Caning rules are 'old school'

Caning rules are 'old school'

KUALA LUMPUR - The Education Ministry's guidelines on school caning, which date back to 1959, should be revised to reflect changes that have taken place since then, said the National Union of the Teaching Profession (NUTP).

Its secretary-general Lok Yim Pheng said the guidelines, which were based on the Education Rules (School Discipline) 1959 and outlined in a circular dated Oct 29, 2003, were outdated.

"Classrooms, parents and children operate differently now and the guidelines should be modified to reflect this," Lok said at the NUTP office in Kuala Lumpur here yesterday.

A revision of the disciplinary guidelines, she added, should include more creative and innovative ways of handling students who misbehaved.

"I'm sure that if we bring in educationists and psychologists to share their expertise, we can find new ideas to help teachers be more professional and confident about disciplining students," she said.

Recently, the Women, Family and Community Development Ministry had said that it was proposing for caning of minors in court to be abolished.
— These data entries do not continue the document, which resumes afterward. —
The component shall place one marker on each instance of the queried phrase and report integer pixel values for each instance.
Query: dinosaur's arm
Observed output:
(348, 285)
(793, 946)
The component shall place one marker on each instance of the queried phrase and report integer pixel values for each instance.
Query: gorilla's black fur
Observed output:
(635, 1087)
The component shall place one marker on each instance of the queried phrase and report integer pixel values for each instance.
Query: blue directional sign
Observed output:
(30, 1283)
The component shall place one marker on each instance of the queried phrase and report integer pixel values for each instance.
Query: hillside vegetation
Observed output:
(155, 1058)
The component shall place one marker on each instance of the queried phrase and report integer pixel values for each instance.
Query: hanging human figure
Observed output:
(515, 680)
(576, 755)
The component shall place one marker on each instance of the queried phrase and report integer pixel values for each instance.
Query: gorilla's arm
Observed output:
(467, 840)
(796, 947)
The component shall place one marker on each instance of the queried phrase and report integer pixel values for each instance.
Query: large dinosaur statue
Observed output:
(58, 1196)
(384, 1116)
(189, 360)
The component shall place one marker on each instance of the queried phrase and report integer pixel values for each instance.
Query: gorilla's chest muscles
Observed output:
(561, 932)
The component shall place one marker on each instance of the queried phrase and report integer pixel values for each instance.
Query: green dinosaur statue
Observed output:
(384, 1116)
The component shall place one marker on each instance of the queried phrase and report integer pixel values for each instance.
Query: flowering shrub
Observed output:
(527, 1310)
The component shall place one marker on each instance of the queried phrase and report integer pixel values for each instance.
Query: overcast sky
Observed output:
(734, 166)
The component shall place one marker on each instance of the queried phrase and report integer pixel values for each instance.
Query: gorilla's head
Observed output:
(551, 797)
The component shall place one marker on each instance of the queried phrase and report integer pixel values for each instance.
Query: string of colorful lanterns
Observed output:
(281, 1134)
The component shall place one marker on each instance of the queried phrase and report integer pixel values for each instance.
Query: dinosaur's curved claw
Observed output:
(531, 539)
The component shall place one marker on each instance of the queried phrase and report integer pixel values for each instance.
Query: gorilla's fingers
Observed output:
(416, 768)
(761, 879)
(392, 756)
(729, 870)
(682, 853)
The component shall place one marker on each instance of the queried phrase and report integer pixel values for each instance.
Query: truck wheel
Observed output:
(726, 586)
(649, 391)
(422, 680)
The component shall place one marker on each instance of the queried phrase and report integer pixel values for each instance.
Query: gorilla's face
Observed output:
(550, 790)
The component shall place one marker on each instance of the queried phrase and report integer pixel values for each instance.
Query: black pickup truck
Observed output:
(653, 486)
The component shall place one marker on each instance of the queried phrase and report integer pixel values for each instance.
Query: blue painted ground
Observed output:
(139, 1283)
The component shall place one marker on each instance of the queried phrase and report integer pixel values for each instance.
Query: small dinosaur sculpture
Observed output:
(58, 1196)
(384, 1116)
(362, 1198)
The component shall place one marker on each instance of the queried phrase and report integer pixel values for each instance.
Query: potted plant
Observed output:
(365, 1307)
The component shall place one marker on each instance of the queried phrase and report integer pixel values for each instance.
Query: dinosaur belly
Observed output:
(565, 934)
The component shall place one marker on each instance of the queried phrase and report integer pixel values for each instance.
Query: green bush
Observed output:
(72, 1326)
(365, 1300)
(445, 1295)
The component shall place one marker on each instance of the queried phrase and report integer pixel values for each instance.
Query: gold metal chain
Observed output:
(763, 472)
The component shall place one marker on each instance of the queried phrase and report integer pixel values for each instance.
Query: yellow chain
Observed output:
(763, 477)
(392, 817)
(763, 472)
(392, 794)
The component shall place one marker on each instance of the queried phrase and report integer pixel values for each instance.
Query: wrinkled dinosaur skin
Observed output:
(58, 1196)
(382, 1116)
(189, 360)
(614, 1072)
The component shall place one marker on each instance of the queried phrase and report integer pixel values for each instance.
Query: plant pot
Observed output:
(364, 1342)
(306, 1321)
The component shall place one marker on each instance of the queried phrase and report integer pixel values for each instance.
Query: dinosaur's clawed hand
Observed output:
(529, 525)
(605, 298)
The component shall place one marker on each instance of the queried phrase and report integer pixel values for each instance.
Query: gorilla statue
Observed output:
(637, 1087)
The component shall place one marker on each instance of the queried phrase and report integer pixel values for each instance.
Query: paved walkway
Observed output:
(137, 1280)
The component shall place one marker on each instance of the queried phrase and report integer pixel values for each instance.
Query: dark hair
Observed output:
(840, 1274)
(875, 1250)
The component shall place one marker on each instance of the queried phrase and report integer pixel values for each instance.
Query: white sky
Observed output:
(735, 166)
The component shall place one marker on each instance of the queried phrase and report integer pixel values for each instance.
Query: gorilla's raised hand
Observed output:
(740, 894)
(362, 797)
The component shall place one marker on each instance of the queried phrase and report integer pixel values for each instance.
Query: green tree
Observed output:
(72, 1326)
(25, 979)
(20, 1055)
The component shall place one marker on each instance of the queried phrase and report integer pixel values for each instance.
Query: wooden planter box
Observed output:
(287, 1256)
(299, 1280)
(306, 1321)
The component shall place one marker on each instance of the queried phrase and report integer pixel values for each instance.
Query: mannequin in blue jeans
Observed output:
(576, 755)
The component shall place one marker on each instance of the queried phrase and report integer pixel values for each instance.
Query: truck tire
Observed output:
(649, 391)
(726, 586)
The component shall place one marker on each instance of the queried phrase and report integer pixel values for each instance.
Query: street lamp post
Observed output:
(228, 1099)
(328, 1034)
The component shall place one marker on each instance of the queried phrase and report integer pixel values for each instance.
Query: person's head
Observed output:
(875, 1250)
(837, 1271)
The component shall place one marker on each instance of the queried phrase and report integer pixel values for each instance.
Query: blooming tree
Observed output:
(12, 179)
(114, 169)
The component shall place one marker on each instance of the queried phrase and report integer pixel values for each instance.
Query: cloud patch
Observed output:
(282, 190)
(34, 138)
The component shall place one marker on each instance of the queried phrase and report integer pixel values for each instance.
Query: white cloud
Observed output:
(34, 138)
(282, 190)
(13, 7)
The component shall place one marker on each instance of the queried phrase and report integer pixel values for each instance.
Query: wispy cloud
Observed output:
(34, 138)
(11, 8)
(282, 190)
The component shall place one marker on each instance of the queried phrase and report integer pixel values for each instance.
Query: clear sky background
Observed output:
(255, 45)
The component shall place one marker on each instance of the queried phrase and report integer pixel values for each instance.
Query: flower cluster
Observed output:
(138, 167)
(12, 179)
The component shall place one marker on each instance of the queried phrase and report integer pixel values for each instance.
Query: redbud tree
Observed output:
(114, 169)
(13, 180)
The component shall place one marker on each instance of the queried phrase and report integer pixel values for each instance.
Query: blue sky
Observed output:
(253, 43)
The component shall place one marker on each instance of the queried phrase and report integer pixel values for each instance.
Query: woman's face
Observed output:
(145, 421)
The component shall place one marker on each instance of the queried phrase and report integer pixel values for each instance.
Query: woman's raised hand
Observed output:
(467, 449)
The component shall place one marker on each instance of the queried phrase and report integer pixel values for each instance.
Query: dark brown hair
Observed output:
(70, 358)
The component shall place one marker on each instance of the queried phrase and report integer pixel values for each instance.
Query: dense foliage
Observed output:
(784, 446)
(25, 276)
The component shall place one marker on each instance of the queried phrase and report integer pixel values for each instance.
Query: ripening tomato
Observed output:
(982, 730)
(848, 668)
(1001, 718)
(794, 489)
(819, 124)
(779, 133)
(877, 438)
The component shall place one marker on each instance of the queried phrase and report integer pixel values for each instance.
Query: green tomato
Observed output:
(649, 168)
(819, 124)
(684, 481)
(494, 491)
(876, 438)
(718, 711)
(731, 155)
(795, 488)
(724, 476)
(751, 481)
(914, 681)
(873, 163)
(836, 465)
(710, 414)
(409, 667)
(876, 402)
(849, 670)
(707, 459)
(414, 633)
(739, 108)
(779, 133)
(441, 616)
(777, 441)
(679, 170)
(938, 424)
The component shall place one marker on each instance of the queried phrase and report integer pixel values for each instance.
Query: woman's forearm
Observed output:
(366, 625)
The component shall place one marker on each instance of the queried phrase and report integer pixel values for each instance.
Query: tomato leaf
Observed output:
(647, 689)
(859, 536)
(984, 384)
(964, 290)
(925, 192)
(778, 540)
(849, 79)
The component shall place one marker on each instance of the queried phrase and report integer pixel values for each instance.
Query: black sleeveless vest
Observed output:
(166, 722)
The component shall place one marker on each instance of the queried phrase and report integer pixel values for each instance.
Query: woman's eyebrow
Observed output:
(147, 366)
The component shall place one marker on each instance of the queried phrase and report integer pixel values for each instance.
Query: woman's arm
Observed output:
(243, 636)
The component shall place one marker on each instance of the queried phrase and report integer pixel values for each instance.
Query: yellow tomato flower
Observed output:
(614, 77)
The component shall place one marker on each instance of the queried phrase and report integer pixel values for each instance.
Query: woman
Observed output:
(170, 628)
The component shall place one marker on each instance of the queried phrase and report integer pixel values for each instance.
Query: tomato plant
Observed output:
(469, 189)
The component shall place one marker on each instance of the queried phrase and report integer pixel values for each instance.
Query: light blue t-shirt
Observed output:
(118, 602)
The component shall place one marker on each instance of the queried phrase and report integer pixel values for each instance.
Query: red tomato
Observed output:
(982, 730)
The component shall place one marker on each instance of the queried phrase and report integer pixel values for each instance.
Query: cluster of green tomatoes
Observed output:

It also clarified that there was no proposal to outlaw the caning of children by parents and teachers.

Lok also advised teachers to be familiar with the current guidelines.

For example, she said teachers were only allowed to cane students if they had written permission from their school heads.

Public caning and corporal punishment against female students are both forbidden.

"Teachers must be clear on the rules so as to avoid any unwanted situations which could cost them their career," said Lok.

On another matter, Lok said NUTP did not approve of teachers in primary schools being directly promoted to the headmaster position.

"Teachers need to go through the proper channels. They must undergo the necessary leadership and management courses as stipulated by the Education Ministry and serve as a senior assistant first," she said.